11. Question: Are you concerned that these numbers are merely the tip of the iceberg? And also, there are going to be some laws to tackle online harms. Do you feel that these laws will be enough to deal with the problem of self-radicalisation?
Minister: I won’t say that the laws are enough. I think the laws give us some powers. But you know, these things cannot be dealt with by laws alone. By the time the law moves, by the time you detain, the person has already become radicalised. So you do need those powers to prevent further violence. But the interventions have to be very upstream and we do intervene very upstream. But I keep emphasising, it is not just the Government, it’s the community and how the community comes together.
12. Question: Minister, was there evidence that Irfan had influenced his friends
Minister: There is no such evidence at this point.

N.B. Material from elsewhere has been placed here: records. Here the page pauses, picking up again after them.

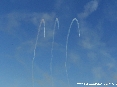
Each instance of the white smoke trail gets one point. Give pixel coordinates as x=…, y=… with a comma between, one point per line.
x=56, y=21
x=42, y=21
x=67, y=47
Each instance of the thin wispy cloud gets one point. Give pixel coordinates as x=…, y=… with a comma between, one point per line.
x=89, y=8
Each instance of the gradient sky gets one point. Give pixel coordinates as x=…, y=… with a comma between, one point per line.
x=91, y=58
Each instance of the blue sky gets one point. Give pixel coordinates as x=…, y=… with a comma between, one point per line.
x=91, y=58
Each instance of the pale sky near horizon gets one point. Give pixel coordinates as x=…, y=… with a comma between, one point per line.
x=91, y=58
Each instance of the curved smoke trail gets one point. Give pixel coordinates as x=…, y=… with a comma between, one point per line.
x=67, y=47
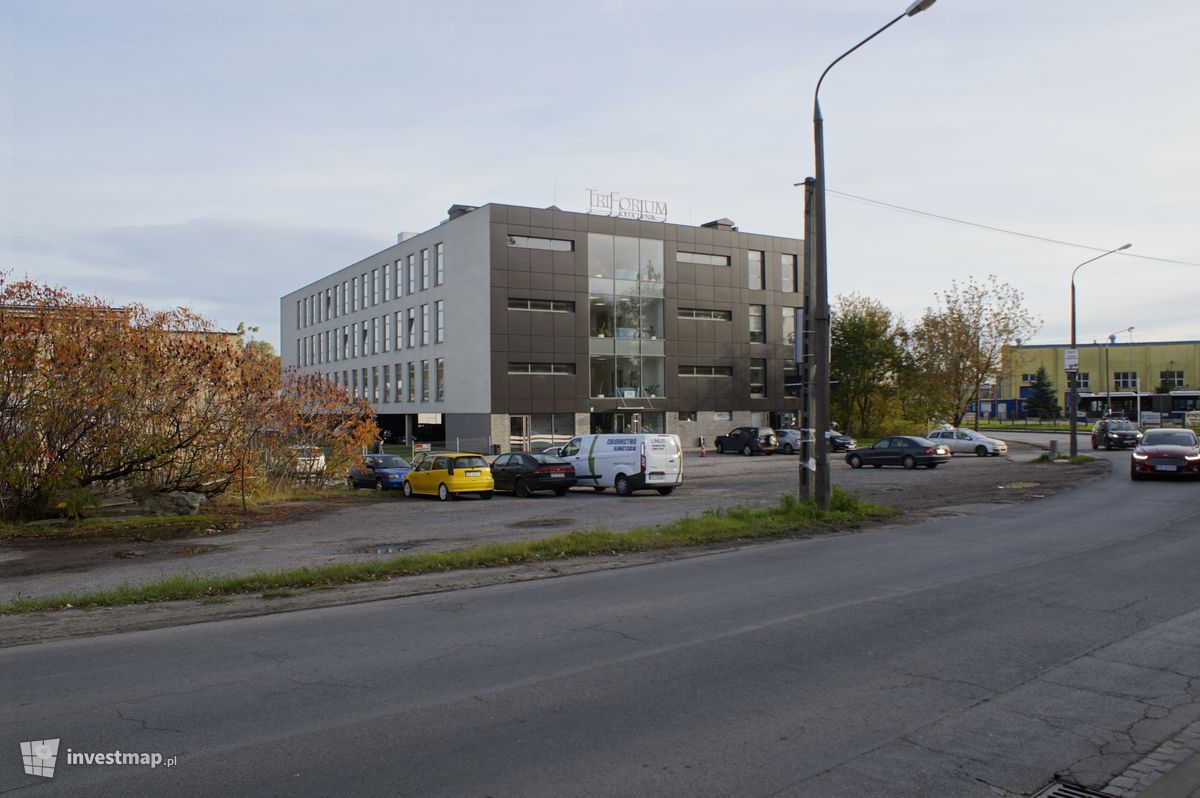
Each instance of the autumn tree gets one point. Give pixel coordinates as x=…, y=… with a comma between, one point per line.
x=867, y=354
x=957, y=347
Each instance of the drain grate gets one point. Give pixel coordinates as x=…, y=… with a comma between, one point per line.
x=1062, y=790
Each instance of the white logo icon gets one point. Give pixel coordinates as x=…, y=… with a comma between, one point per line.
x=40, y=756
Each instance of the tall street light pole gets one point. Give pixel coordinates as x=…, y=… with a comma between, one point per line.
x=1073, y=373
x=817, y=297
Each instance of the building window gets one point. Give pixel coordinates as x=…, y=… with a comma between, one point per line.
x=706, y=371
x=547, y=305
x=787, y=317
x=787, y=281
x=541, y=369
x=1125, y=379
x=757, y=377
x=757, y=328
x=703, y=259
x=1171, y=378
x=533, y=243
x=706, y=313
x=756, y=274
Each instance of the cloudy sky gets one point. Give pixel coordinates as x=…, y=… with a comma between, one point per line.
x=222, y=154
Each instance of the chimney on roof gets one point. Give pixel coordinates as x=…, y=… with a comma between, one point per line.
x=460, y=210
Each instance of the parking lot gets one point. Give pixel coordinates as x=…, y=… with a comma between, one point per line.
x=385, y=525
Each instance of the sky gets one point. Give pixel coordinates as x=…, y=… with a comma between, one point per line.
x=222, y=154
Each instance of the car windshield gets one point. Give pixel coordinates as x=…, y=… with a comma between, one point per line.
x=390, y=461
x=469, y=461
x=1169, y=438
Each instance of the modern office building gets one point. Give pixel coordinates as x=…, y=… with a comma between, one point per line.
x=519, y=327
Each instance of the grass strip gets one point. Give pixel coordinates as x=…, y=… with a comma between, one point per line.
x=712, y=527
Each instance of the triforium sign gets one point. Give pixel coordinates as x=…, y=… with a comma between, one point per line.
x=613, y=204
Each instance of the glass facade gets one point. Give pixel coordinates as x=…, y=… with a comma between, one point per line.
x=625, y=316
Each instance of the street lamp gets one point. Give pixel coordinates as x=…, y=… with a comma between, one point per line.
x=817, y=293
x=1108, y=372
x=1073, y=373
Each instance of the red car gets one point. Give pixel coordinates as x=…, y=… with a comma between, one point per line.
x=1165, y=453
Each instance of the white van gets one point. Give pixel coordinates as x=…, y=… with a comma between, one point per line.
x=627, y=462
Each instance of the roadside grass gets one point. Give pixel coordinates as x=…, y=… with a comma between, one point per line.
x=790, y=516
x=88, y=528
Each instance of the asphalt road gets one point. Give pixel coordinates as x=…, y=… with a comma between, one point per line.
x=973, y=655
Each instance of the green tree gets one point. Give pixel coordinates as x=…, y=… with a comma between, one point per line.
x=867, y=352
x=1042, y=401
x=957, y=347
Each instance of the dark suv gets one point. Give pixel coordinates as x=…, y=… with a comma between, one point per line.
x=1115, y=433
x=749, y=441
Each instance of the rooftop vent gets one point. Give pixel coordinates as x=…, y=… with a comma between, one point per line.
x=460, y=210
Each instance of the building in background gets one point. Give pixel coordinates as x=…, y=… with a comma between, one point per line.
x=1161, y=378
x=519, y=328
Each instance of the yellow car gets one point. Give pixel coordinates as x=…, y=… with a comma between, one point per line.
x=447, y=474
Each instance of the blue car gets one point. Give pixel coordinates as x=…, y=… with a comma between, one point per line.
x=381, y=472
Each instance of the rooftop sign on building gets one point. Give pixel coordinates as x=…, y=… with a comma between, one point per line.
x=613, y=204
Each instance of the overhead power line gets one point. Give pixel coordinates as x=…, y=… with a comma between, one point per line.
x=940, y=217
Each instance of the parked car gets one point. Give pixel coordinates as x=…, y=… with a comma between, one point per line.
x=381, y=472
x=839, y=441
x=900, y=450
x=964, y=442
x=447, y=474
x=523, y=473
x=748, y=441
x=1165, y=453
x=1115, y=433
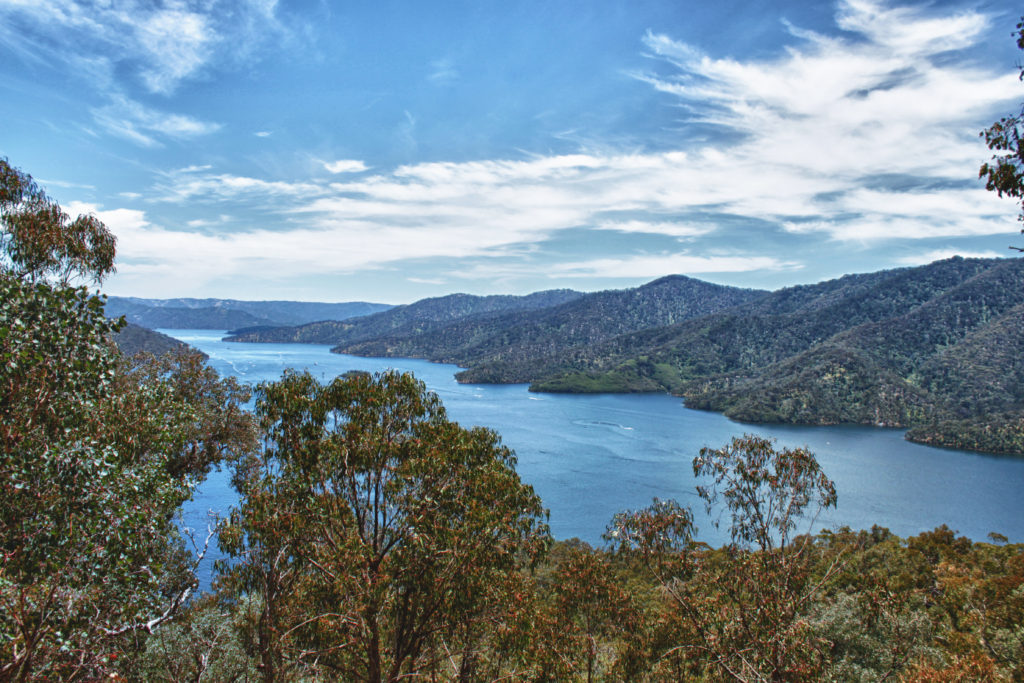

13. Question: Minister, understand that Irfan and the other detainee that was placed under detention barely a month ago were influenced by the same extremist preacher. So were there any links between the two cases?
Minister: No links as far as we are aware, but these preachers, their teachings are available. And some people go on there, and do get influenced.
14. Question: How has been the family’s response?
Minister: I think they understand and we have explained to them. I think they’re appreciative that Irfan has a good chance of rehabilitating himself, getting through his school, work and then going on to the employment sector.
15. Question: Can I check how many people are currently detained?
Minister: 16 are in detention.
16. Question: Have you been to this Mosque after its redevelopment? Can we have your comments on this please?
Minister: I’ve been coming to Khalid Mosque for many years. Chairman Haji Alla’udin Bin Mohamed is a very good friend. I asked him half-jokingly, is this a renovation or re-building? Because the building we are in, of course the mosque, the entire mezzanine floor has been added. Next to it is the new building that has been put up where they will conduct classes, various activities. So whole new building has come up. It's part of the progress of Singapore. It’s an old mosque site, mosque has been here for many years, and it's been rebuilt at a cost of $3 million. This shows the support of the community and partners and the determination of Alla’udin and his team. I think it’s very well done.